Because the NPLEx system is in most states it prevents meth makers from going to every pharmacy along their route to get enough to make meth. It works well and is reducing illegal purchases, but it is not perfect and blocks people with large families from purchasing enough for their family.
Making pseudoephedrine a prescription would allow large families to purchase enough, but it causes more problems than it fixes. The cost will go through the roof. My local pharmacy sells a box of cold medicine for about $15 a box. Speaking with my pharmacist, he said, as a prescription, the cost will probably go to about $25 per box. But that is not the whole story, because to get a prescription you are going to need a doctor’s visit. That will cost you between $80 and $100.

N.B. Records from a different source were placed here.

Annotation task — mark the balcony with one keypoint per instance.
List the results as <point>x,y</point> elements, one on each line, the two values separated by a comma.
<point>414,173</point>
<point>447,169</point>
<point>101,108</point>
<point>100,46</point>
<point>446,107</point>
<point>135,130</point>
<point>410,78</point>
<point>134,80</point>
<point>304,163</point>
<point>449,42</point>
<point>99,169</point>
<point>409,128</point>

For those on public assistance who do not have a family doctor and use the emergency room instead, now the taxpayer is looking a $1,000 emergency room visit to get a prescription for what was a $15 purchase. And you think Medicaid is broken now?
But the problems don’t stop there. Once pseudoephedrine becomes a prescription, then it is a controlled substance and you must have a prescription to possess the medicine. So if a tourist visiting our state has a flat tire and one of our officers stops to help and sees over-the-counter allergy medicine in their console and they don’t have a prescription, then they are breaking the law. Is that a message we want to send to tourist when the state’s economy has a large tourism component?
There is a solution that allows the law-abiding public to purchase their cold and allergy medicine without a prescription, but at the same time punishes the criminals that are the problem. Make pseudoephe-drine a prescription for anyone convicted of a drug crime. Speaking with people familiar with the NPLEx system, they tell me it would be very easy to have the system flag those convicted of a drug crime.
Since most in the social circles of meth makers have drug convictions of some kind, having others purchase for them will be unlikely under this system. It will block most criminals from purchasing pseudoephedrine just like the total prescription plan would, without the bad effects on law abiding citizens.